In adults, a slight increase in brain volume has been attributed to increased intracranial blood volume probably as a consequence of sequestration of parasitized erythrocytes [24]. The present study appears to confirm this by finding brain swelling and venous congestion without signs of increased ICP. Raised intracranial pressure in children [28] and the extent of brain swelling on CT in adults [25, 29] are unrelated to mortality and depth of coma. Mannitol to reduce ICP in cerebral malaria did not improve outcome in adults [25] or children [30]. The exact role of raised ICP in the pathogenesis of cerebral malaria is unclear, but seems to play only a minor role in adults. Rather than a primary cause for coma it is more likely a feature developing in the later stages of the disease.

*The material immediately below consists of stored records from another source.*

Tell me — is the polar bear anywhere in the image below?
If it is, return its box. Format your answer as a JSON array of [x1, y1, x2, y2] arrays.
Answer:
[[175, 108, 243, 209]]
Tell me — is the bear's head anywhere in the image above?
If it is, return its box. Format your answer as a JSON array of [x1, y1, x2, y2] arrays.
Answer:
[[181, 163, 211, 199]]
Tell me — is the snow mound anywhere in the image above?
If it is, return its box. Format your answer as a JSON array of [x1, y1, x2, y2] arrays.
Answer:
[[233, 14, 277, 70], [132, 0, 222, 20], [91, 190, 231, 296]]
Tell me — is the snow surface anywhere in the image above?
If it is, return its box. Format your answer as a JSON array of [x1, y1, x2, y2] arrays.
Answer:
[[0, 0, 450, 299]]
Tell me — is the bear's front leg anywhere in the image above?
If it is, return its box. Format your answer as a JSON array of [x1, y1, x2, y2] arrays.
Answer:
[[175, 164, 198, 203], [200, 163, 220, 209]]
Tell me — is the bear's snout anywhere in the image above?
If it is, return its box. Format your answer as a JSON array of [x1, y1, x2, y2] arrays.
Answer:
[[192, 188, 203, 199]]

This study had several limitations. It was not possible to perform all MRI sequences in all patients due to limited availability of scanners and patients being too unwell or restless. MRI was not performed in half of the fatal cases who died shortly after admission, which could have confounded the selection of patients. However, as most MRIs were done on the day of admission, and all within 48 hours, it seems unlikely that this will have had a major effect on the findings. The scans were assessed by a single observer. Interobserver variability could thus not be quantified.

The mechanisms of coma and death in malaria are probably multifactorial and individual factors might contribute to different degrees between individuals. Subtle variations in the amount and location of sequestration and swelling may lead to coma in some individuals but not be apparent on MRI. Sequestration could target neurotoxic substances produced by the parasite. Changes in areas that do not determine consciousness could be obvious on MRI but not result in coma. In addition, metabolic disturbance outside the brain may cause coma and death with a normal MRI appearance.

MRI has great potential to further elucidate the pathogenesis of coma and death in malaria. Future studies should use MRS to study metabolic disturbance in different parts of the brain and gadolinium contrast to quantify cerebral perfusion and map venous congestion. The availability of increasingly sophisticated scanning software and more powerful scanners should greatly assist in these efforts.

Conclusions

A variety of abnormalities were identified with different MRI techniques in adult patients with severe falciparum malaria. Mild brain swelling likely caused by venous congestion was common but much less severe than previously seen in Malawian children. MRI findings in non-comatose individuals with severe malaria have not previously been examined. None of the observed changes on MRI were specific to patients with coma or fatal disease suggesting the processes they represent are not central to their pathogenesis.